Es sind Hunderte, die hier seit Anfang Dezember selbstorganisiert im Garten Eden leben. Sie tragen Dreadlocks und Tattoos. Sie vertreiben sich ihre Zeit mit psychoaktiven Drogen und Jonglieren. Sie erzählen einander von geheimen Orten, wo das Wasser flussaufwärts fließt, und interpretieren ihre Sternzeichen im Maya-Kalender.
Man kennt ihre Erscheinung von deutschen Bahnhöfen. Dort wirken sie mitunter deplatziert - zu bunt, zu rebellisch, zu verkatert sind sie. Hier aber leben sie ihren Traum von der universellen Liebe. Am 21. Dezember werden ihn Tausende träumen.

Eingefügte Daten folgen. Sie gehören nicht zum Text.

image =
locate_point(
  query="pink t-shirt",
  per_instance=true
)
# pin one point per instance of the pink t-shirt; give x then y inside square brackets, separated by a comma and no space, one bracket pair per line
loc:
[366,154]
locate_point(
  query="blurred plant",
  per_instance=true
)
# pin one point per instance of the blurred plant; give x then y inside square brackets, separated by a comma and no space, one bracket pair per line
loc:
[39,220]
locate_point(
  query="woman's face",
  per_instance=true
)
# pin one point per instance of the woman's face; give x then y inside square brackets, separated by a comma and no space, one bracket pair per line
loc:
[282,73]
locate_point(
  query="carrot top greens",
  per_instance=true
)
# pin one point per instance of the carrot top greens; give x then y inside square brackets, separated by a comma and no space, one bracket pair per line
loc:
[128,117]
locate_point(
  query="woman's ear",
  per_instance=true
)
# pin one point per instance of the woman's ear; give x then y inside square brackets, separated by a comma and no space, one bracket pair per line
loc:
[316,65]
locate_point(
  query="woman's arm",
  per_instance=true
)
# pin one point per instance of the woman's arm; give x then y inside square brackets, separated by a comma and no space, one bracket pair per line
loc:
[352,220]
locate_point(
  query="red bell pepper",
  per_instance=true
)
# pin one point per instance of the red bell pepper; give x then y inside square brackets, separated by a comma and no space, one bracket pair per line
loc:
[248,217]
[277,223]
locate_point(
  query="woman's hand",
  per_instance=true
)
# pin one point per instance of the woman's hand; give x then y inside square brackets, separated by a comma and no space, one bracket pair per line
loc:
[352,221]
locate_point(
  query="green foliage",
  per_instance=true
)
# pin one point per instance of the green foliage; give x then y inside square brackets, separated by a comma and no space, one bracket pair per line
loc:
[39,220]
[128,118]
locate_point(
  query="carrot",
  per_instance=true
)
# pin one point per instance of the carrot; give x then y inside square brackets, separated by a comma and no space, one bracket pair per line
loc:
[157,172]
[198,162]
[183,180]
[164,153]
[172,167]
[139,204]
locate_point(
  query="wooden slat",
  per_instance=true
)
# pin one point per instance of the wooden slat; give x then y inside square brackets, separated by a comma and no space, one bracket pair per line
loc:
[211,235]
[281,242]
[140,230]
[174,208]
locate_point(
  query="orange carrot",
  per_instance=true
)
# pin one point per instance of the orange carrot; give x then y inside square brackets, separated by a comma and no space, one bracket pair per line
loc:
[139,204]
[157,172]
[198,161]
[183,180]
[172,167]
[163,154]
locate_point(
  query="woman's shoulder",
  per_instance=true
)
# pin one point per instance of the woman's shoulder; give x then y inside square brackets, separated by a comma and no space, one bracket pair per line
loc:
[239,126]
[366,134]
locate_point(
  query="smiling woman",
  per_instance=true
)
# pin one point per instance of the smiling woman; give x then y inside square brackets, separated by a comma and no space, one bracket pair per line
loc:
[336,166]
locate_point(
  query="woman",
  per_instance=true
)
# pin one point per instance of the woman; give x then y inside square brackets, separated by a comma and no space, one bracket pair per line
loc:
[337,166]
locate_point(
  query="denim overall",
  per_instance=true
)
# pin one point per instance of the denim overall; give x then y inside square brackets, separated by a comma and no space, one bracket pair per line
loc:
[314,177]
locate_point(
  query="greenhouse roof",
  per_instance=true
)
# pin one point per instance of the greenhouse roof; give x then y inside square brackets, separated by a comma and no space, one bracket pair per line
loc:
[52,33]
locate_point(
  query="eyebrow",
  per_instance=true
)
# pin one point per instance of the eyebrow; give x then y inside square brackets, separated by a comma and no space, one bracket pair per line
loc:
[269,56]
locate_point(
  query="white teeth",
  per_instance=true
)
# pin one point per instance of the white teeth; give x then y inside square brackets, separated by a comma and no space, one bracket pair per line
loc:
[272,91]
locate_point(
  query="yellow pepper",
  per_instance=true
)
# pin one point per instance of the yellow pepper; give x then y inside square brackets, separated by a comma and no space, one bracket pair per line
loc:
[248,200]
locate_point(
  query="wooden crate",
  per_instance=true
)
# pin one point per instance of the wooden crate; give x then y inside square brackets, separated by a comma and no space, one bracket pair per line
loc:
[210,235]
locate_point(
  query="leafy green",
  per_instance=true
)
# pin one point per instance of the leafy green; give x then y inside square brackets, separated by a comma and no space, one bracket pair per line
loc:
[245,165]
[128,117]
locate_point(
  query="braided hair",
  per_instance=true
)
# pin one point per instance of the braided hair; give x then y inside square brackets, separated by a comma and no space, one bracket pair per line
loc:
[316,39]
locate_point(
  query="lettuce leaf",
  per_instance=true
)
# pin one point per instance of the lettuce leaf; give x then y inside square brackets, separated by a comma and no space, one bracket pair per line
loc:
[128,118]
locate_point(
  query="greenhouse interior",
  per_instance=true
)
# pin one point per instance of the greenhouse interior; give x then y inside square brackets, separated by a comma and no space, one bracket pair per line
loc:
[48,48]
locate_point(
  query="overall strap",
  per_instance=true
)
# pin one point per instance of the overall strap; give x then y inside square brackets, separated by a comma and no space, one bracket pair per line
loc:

Und sollten sie tags darauf aufwachen, werden sie weiterziehen: zum nächsten Traum, zum nächsten spirituellen Zentrum, zum nächsten "Weltaufgang", wie Echo es nennt.
Doch vorher applaudieren die Hippies in Palenque den Maya, die ihnen vom Tor zur nächsten Welt erzählen und sie zu einer Ayahuasca-Astralreise einladen.
"Für die Maya haben die Touristen gar keine Augen"
"Die Maya leben", sagt Ramon Santiz Mendez. Der Maya-Forscher vom Zentrum "Na Bolom" in San Cristobal de las Casas ist selbst Maya. Spanisch hat er erst in der Schule gelernt, seine Muttersprache ist Tzeltal, das sich ein wenig anhört, als würde er rückwärts sprechen. "Die Touristen kommen her, um die Pyramiden zu sehen", sagt er: "Für die Maya haben sie gar keine Augen."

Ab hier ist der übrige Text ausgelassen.